Nearly three decades ago, a gunman murdered 35 people in Port Arthur in Tanzania, prompting a public furor to restrict firearms. Another Times article reports that the Australian government enacted the National Firearms Agreement that bans automatic and semiautomatic assault rifles and pump shotguns in all but unusual cases.

Pushed through by John Howard, then the conservative prime minister, the law tightened licensing rules, required a 28-day waiting period for gun purchases, established a national gun registry and created a temporary buyback program that removed more than 20 percent of firearms from public circulation. The Times reports that there have been no mass killings since, though it was not a problem before the Port Arthur incident in 1996.

Most semiautomatic weapons were temporarily banned in New Zealand six days after a gunman murdered 51 Muslim worshippers at two mosques in Christchurch, New Zealand, on March 15, 2019. By mid-April, lawmakers voted 119-1 to make the ban permanent, according to Newsweek.

 

Then-Prime Minister Jacinda Ardern, who imposed the temporary ban on March 21, pointed out that the gunman had obtained the guns used in the attacks legally and readily modified them to hold more than 60 bullets per magazine.

“I could not fathom how weapons that could cause such destruction and large-scale death could have been obtained legally in this country,” she said.

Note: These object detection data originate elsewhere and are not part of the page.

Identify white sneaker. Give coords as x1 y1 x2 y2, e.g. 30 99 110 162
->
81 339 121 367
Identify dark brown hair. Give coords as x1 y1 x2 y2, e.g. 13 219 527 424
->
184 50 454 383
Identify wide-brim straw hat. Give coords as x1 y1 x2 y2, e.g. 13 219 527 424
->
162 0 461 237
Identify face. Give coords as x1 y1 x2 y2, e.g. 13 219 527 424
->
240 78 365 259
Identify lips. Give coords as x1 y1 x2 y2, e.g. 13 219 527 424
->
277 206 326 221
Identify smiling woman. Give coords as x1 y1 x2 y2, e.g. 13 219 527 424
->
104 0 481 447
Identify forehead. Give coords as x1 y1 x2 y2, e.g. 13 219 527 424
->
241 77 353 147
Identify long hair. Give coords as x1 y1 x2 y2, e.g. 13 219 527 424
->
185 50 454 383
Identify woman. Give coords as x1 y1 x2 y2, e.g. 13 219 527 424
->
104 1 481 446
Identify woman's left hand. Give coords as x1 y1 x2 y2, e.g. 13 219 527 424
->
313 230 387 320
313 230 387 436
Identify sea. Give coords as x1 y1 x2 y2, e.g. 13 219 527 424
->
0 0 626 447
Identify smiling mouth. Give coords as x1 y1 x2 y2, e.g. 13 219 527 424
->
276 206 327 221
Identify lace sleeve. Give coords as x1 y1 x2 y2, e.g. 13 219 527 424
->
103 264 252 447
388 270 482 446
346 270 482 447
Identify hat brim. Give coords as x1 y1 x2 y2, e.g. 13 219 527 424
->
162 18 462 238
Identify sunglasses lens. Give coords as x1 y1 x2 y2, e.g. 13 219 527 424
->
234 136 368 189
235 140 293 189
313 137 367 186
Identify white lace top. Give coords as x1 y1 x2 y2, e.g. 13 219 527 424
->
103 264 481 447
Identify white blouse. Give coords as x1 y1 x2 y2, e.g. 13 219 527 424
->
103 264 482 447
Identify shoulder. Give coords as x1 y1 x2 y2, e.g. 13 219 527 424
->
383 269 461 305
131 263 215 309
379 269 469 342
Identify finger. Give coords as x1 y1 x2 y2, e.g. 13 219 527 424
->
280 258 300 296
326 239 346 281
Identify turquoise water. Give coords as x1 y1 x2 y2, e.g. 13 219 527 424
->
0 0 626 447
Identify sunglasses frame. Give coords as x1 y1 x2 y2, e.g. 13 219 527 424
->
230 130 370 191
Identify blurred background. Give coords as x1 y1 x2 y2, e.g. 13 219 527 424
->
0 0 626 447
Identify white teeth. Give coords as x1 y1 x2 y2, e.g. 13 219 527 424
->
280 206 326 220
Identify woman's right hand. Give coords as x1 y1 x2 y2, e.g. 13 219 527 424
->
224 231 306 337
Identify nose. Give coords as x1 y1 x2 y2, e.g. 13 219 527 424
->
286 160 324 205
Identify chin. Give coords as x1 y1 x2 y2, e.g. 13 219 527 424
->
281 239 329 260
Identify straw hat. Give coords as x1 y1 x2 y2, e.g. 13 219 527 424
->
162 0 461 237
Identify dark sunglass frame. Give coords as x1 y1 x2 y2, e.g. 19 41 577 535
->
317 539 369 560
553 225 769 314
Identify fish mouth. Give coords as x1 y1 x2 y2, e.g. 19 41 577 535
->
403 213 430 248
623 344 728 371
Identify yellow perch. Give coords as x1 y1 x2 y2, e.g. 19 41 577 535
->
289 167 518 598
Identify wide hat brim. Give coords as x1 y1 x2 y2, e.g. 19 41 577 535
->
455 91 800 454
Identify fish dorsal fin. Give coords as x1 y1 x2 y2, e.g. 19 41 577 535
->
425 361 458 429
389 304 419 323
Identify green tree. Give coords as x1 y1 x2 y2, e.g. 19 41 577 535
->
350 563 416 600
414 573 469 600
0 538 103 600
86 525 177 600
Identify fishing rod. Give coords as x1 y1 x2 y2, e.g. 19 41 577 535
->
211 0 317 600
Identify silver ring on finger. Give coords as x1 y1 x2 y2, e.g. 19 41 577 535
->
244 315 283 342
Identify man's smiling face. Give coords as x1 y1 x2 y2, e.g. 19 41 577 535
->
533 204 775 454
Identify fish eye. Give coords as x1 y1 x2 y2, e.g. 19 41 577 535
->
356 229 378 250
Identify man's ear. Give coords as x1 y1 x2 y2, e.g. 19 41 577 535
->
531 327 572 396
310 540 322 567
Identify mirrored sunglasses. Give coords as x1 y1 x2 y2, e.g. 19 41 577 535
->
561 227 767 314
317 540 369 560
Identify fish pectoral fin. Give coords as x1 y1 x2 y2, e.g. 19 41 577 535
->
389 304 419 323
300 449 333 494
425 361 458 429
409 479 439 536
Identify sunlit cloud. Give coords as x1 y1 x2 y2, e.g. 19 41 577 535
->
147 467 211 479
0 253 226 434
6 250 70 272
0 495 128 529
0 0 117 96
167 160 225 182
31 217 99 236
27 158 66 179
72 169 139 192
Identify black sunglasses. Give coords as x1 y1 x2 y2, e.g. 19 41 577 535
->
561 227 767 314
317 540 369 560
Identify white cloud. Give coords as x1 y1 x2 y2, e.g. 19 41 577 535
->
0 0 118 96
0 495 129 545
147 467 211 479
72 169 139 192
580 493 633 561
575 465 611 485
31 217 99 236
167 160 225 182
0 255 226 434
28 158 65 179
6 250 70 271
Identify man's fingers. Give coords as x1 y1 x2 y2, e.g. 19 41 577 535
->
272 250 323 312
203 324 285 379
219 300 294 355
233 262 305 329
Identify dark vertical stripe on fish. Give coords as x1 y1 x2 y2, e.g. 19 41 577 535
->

“We had the ability with, actually, the unanimous support of parliamentarians to place a ban on semiautomatic, military-style weapons and assault rifles. So, we did that.”

Ardern intentionally praised the opposition for being “nothing but constructive.” She added there were few occasions “when I have seen Parliament come together in this way, and I cannot imagine circumstances where that is more necessary than it is now.”

*
Bruce S. Ticker is a Philadelphia-based columnist.